Artikel 39 FW bepaalt dat huurtermijnen na faillissement een boedelschuld zijn. In de drie maanden dat de huur verschuldigd is, is dat een boedelvordering. Als de huur niet zo snel was opgezegd was de huur veel langer doorgelopen en was het langer een boedelschuld. De meeste geschillen die er in de praktijk zijn, zijn met verhuurders. Dat komt door het lijstje met schulden. De verhuur is een van de hoogst gerangschikte vorderingen. Deze komt vaak aan de beurt. Boven de vordering van de verhuurder staat het UWV, de Fiscus en het salaris van de curator. In de verhouding tot de verhuurder ontstaan er de nodige discussies. Als de verhuurder niet een professionele verhuurder is, ziet hij de huur als een belegging.

In Koot Beheer/Tideman kwam de HR terug van het toedoen-criterium. De opleverschade is geen boedelschuld volgens de HR. Dit is al ontstaan voor faillissement.
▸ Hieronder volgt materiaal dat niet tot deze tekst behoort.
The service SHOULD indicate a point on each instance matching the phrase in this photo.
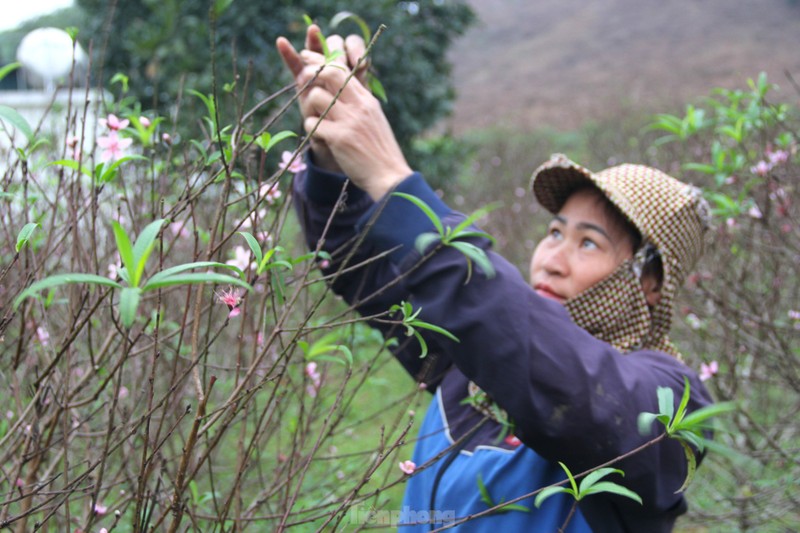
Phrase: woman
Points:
(555, 370)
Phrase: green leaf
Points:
(425, 209)
(377, 88)
(278, 137)
(549, 491)
(171, 271)
(10, 115)
(691, 466)
(676, 420)
(6, 69)
(423, 352)
(122, 79)
(437, 329)
(128, 303)
(195, 278)
(666, 404)
(571, 479)
(613, 488)
(25, 234)
(343, 16)
(220, 6)
(645, 422)
(110, 172)
(144, 245)
(124, 248)
(477, 255)
(704, 413)
(74, 165)
(594, 476)
(64, 279)
(424, 240)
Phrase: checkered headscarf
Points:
(669, 214)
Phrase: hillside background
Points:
(559, 63)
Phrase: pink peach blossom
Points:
(408, 467)
(113, 122)
(707, 371)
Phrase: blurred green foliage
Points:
(166, 45)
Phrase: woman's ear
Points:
(651, 286)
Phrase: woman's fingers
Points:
(314, 39)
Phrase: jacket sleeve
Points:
(335, 215)
(573, 398)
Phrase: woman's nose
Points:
(557, 260)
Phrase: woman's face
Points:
(582, 247)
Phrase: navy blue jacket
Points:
(572, 398)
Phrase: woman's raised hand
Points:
(354, 135)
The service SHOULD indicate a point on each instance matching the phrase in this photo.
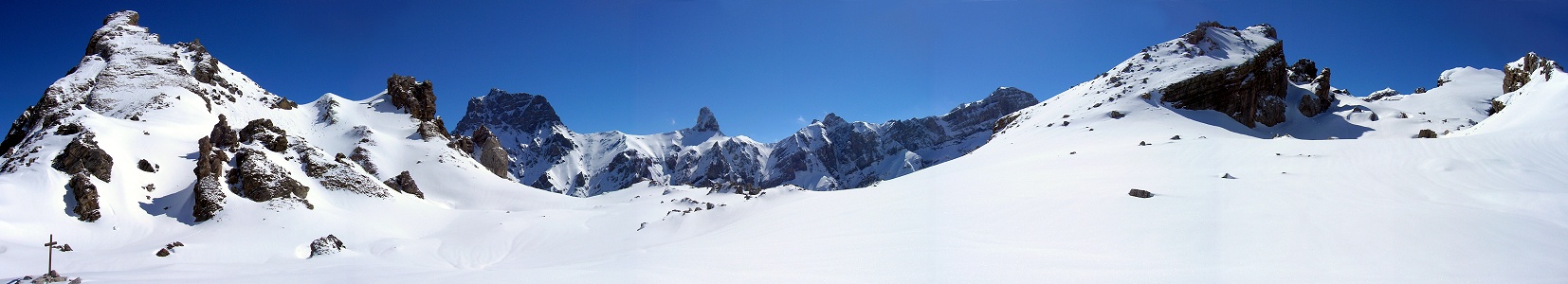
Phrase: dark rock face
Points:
(704, 121)
(431, 129)
(462, 143)
(326, 245)
(223, 135)
(264, 131)
(508, 112)
(209, 173)
(337, 173)
(259, 179)
(405, 184)
(146, 167)
(721, 165)
(1198, 33)
(45, 114)
(1140, 193)
(1304, 71)
(491, 154)
(623, 169)
(416, 98)
(1004, 123)
(1515, 78)
(978, 116)
(85, 193)
(284, 104)
(1322, 98)
(362, 157)
(1251, 93)
(83, 155)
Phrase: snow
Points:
(1338, 198)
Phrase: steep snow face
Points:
(1134, 93)
(830, 154)
(1536, 104)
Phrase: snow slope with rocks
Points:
(829, 154)
(1332, 197)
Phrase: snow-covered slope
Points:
(830, 154)
(1047, 200)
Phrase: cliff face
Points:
(830, 154)
(1517, 74)
(1251, 93)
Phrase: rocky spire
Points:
(706, 121)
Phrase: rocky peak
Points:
(1001, 102)
(412, 96)
(122, 18)
(1518, 73)
(706, 121)
(831, 119)
(508, 112)
(1249, 93)
(1304, 71)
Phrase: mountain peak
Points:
(706, 121)
(122, 18)
(508, 112)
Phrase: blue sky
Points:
(764, 66)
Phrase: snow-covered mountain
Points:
(1242, 169)
(194, 138)
(830, 154)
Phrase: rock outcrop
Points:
(85, 195)
(83, 155)
(1140, 193)
(264, 133)
(405, 184)
(508, 112)
(337, 173)
(419, 100)
(1304, 71)
(843, 154)
(1518, 74)
(1250, 93)
(146, 167)
(412, 96)
(704, 121)
(491, 154)
(326, 245)
(223, 135)
(209, 174)
(1321, 99)
(259, 179)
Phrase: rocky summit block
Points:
(1250, 93)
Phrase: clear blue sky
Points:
(764, 66)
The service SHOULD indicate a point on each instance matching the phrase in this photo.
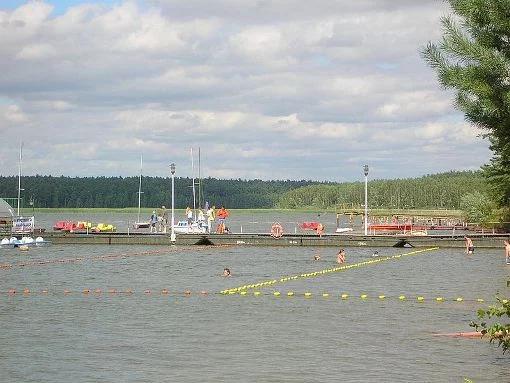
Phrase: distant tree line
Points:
(432, 191)
(428, 192)
(121, 192)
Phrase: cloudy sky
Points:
(285, 89)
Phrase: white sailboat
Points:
(138, 224)
(196, 227)
(21, 225)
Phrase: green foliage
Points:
(428, 192)
(119, 192)
(478, 208)
(473, 58)
(432, 191)
(496, 331)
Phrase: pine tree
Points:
(473, 58)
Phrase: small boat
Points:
(309, 225)
(103, 228)
(59, 225)
(14, 242)
(182, 227)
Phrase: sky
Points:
(284, 89)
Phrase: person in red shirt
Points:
(222, 216)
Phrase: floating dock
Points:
(259, 239)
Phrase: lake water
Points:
(174, 337)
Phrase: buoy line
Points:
(262, 284)
(342, 297)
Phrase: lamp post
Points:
(365, 170)
(172, 171)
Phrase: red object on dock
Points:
(309, 225)
(60, 225)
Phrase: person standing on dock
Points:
(189, 215)
(222, 216)
(164, 218)
(469, 245)
(153, 221)
(211, 216)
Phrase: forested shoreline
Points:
(443, 190)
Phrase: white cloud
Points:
(270, 88)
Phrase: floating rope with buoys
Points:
(262, 284)
(164, 292)
(276, 230)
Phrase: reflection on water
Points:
(174, 337)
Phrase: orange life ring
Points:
(276, 230)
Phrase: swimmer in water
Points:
(469, 245)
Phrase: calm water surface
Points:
(142, 337)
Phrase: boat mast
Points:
(199, 182)
(140, 188)
(193, 180)
(19, 174)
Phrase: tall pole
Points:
(199, 182)
(172, 171)
(19, 175)
(140, 189)
(194, 192)
(365, 170)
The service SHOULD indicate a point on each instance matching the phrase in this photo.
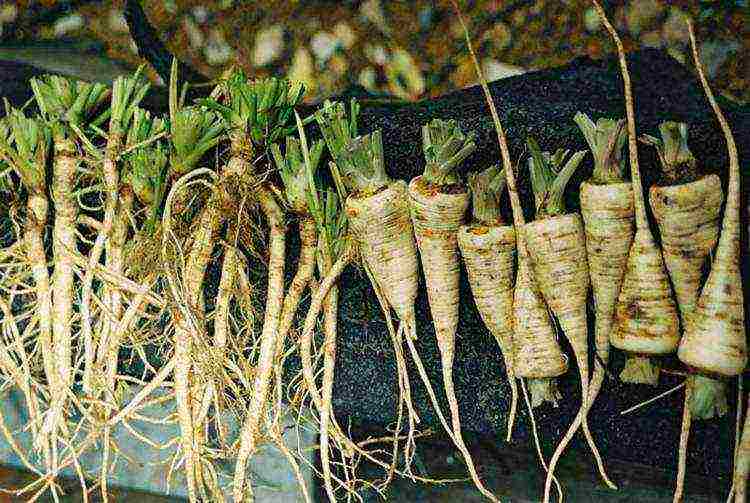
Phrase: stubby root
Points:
(640, 369)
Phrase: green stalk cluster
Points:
(678, 163)
(64, 101)
(296, 173)
(338, 129)
(486, 187)
(194, 131)
(258, 110)
(550, 174)
(606, 139)
(24, 145)
(362, 165)
(445, 146)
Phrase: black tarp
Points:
(542, 104)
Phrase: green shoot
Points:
(144, 129)
(66, 101)
(259, 109)
(24, 145)
(145, 169)
(605, 138)
(486, 188)
(295, 172)
(550, 174)
(362, 166)
(673, 151)
(708, 398)
(445, 147)
(338, 129)
(146, 174)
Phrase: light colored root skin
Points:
(640, 369)
(383, 228)
(63, 248)
(688, 220)
(316, 304)
(708, 397)
(329, 363)
(742, 462)
(608, 217)
(537, 352)
(182, 371)
(715, 339)
(250, 430)
(37, 207)
(488, 256)
(305, 270)
(436, 218)
(543, 390)
(646, 318)
(682, 449)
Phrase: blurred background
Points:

De curator heeft wel de verplichting om het gehuurde leeg op te leveren. De zaken die tot de boedel behoren moet hij meenemen. Wanneer er geen doorstart komt, kan je bijvoorbeeld alle spullen laten veilen. Het verwijderen van de goederen is een concurrente boedelverplichting. In het arrest Aldel ging het over het feit dat de curator goederen moest verwijderen. Dit geldt ten opzichte van de eigenaar, maar ook ten opzichte van iemand die het exclusieve eigendomsrecht heeft. Bij onderverhuur moet de curator ook rekening houden met de verplichting.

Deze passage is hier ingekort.